Poucos dias antes da abertura da conferência de Paris, morreu aos 86 anos Maurice Strong , a cuja persistência devemos a criação da Convenção do Clima, depois de ser o chefe do Programa das Nações Unidas para o Meio Ambiente. Quando o jornal “The Guardian” lhe perguntou, há poucos anos, o que pensava do panorama na área, ele respondeu que “operacionalmente” era otimista, pois “ainda é possível fazer o que sonhamos” – apesar de uma realidade preocupante a pontos de os participantes da conferência de Paris se dizerem alarmados com a situação da China e da Índia, com suas capitais cobertas por “nevoeiros sufocantes” (Francepress, 1/12). E com o panorama geral das emissões.

De fato, o total das emissões , que em 1990 era de 38 gigatoneladas anuais (com os EUA como maior emissor), em 2010 já está perto de 50 gigatoneladas (agora a China é o maior emissor com 23%, seguida dos EUA, com 15,5%). Se nada mudar, diz o PNUMA, poderemos ter aumento da temperatura entre 3 e 3,5 graus no fim do século.O estudioso Bill McKibben calcula em 556 gigatoneladas o máximo de dióxido de carbono que poderemos colocar na atmosfera sem ultrapassar 2 graus no aumento da temperatura. No Brasil, seria um despautério globalse queimássemos todas as reservas de combustíveis, inclusive no pré-sal

Há avanços importantes. Nos EUA, o presidente Obama rejeitou a proposta de construir o oleoduto Keystone XL, ligando o Canadá ao Golfo do México e depois espalhando-se pelo centro dos Estados Unidos, com passagem inclusive pelo Aquífero Ogalalla – o que seria inadmissível. A Grã-Bretanha fechará todas as suas usinas a carvão em poucos anos (elas geram 30% do total da energia no país) e passará para o gás e a energia nuclear (também discutível).

Mas também seguem as advertências. A ONU tem alertado o Brasil (ESTADO, 7/11) sobre o crescimento preocupante das emissões de poluentes nas cidades e pelo complexo industrial, segundo as palavras de Achim Steiner, do PNUMA. O jornal “Le Monde” (25/11) tem assinalado a dificuldade crescente de a floresta brasileira regular o clima (em 40 anos, diz, 63 mil quilômetros quadrados de florestas foram abatidos;e 2004, foram 27.772 km2; em 2013, pouco mais de 5 mil; o Brasil já perdeu na região mais de 200 mil quilômetros quadrados de florestas, mais que o território do Reino Unido ).

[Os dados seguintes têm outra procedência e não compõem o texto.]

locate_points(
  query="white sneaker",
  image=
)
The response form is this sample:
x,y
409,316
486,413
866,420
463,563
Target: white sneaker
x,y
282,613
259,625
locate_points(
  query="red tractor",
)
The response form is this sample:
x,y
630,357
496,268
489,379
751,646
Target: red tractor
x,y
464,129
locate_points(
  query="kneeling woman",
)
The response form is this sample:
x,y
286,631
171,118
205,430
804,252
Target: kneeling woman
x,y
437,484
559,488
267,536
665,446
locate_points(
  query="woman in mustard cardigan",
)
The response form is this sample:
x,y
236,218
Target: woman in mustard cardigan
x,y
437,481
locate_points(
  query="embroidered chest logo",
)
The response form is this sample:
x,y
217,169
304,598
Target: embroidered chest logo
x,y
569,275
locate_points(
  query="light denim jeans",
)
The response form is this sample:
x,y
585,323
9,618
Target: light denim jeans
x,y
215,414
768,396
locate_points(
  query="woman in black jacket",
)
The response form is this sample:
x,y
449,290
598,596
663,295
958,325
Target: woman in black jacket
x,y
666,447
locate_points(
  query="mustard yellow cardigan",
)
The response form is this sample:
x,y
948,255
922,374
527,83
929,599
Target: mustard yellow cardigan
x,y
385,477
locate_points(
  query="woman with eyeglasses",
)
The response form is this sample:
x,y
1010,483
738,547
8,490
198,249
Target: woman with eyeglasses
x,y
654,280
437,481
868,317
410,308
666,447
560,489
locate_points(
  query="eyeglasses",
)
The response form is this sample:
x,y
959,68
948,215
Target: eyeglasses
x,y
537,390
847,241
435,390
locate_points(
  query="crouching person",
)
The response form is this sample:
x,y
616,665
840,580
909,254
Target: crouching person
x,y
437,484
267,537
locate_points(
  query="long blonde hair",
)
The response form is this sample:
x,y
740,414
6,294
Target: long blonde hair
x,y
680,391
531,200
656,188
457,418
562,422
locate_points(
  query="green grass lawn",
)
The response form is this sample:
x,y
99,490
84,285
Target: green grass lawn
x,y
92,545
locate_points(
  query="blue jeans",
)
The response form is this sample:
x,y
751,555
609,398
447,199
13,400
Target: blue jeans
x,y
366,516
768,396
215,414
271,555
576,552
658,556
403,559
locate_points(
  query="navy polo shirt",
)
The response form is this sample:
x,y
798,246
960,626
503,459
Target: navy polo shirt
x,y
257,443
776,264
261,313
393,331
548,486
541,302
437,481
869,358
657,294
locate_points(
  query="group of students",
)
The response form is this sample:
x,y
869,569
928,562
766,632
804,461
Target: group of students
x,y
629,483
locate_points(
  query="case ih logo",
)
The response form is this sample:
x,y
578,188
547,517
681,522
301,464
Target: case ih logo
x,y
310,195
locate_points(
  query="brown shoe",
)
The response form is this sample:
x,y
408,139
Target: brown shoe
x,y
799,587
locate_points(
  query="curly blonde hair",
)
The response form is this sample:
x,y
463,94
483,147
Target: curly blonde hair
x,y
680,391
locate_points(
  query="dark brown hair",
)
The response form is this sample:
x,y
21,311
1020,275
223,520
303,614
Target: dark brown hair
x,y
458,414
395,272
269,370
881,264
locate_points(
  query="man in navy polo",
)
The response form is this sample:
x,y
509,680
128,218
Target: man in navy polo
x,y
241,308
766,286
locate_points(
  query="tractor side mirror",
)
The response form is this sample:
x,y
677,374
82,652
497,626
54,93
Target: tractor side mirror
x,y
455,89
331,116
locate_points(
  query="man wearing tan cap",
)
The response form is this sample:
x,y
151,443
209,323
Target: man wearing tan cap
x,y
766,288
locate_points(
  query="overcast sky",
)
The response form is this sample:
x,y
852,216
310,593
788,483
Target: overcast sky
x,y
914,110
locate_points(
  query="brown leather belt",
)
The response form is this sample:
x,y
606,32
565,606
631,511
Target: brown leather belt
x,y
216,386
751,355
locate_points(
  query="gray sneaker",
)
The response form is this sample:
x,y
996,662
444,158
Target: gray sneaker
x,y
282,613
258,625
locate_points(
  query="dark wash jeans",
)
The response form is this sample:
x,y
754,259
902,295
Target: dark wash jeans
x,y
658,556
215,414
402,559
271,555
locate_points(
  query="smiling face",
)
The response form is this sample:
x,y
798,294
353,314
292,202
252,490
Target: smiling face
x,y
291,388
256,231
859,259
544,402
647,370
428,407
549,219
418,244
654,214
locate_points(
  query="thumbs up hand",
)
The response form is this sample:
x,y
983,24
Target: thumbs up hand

No Cerrado, perto de 40% já foram desmatados.

Do lado mais otimista, o respeitado cientista Carlos Nobre, do INPE, lembra que estamos com emissões de 7,5 toneladas por pessoa/ano, mas poderemos chegar a 4 toneladas anuais em 2030 e 2 toneladas em 2050 (Eco 21, setembro). A própria presidente da República tem afirmado que temos condição de recuperar 15 milhões de hectares de pastagens degradadas e reimplantar florestas em 5 milhões de hectares.

É importante que tudo isso aconteça, que se detenha a progressão de temperaturas em cidades como São Paulo e Rio de Janeiro, que se implante de fato um Plano Nacional de Adaptação à Mudança do Clima em 11 setores. Muito tem de ser feito. Não é por acaso que se reúnem em Paris os chefes de governo. Não será para trocar amabilidades.